Different guidelines identify the crucial aspects to be considered during the investigation; however, they rarely find a unique
methodology to be followed, thus providing only general information.
This is due because a technical investigation cannot be faced as the resolution of a scientific or mathematic general problem. Indeed a
“problem” is a question where the aim is to find unknown data which are logically obtainable from the already known ones. From this point of view, if a problem is well posed then the solution stands in its
definition, requiring only to be extracted from the person in charge to solve the problem through a quantifiable method. Conversely, writing a technical report has a high level of uncertainty (the consequence of introducing the complex theory in the investigation context has been already discussed).
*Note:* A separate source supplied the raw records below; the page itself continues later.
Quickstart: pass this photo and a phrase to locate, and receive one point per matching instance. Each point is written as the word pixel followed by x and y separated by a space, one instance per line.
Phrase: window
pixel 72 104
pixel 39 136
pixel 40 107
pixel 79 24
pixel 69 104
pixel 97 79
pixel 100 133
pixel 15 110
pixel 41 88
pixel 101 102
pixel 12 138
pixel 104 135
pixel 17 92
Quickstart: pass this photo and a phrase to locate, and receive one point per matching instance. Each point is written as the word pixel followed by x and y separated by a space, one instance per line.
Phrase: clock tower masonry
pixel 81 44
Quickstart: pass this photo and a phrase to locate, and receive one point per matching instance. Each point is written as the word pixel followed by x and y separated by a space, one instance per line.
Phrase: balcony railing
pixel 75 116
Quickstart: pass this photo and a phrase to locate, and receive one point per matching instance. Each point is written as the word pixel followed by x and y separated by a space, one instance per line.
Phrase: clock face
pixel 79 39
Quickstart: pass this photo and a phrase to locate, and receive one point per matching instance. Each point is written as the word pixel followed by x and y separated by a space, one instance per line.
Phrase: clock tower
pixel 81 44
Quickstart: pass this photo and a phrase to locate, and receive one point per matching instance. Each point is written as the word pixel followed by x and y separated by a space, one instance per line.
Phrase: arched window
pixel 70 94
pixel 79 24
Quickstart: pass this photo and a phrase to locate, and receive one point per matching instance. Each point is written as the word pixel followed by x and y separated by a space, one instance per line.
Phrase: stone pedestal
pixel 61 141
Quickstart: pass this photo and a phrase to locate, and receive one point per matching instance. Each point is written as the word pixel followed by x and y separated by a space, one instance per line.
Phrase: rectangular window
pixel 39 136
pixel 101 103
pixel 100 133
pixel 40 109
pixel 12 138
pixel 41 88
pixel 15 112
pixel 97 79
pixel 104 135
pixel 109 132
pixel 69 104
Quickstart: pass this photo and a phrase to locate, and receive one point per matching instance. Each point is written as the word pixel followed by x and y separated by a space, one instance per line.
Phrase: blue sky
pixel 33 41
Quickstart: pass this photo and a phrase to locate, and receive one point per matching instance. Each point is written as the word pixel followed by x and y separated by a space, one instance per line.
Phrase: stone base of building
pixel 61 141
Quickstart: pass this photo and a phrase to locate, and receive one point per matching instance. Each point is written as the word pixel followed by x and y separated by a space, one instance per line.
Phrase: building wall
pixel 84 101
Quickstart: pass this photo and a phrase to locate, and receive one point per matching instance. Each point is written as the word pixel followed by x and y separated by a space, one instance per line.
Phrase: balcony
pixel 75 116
Uncertainty is given by:
The peculiarity of each incident;
the complexity of the problem;
the lack of all the useful data, for the resolution from the beginning; and
the subjectivity, given by the personal contribution of the technical consultant.
Therefore, the complex problem to be faced is defined step by step, proceeding with the learning process and developing on different levels at the same time. A further difficulty is implicit in the required equilibrium between elasticity and rigour. On the one hand, to prove the claimed assertions, it is necessary to comply with the scientific literature and the laws but, on the other hand, it is not suggested that an investigation be faced only from a pragmatic point of view. The reason is in the following citation:
“When you go looking for something specific, your chances of finding it are very bad. Because, of all the things in the worlds, you're only looking for one of them. When you go looking for anything at all, your chances of finding it are very good. Because, of all the things in
the world, you're sure to find some of them”.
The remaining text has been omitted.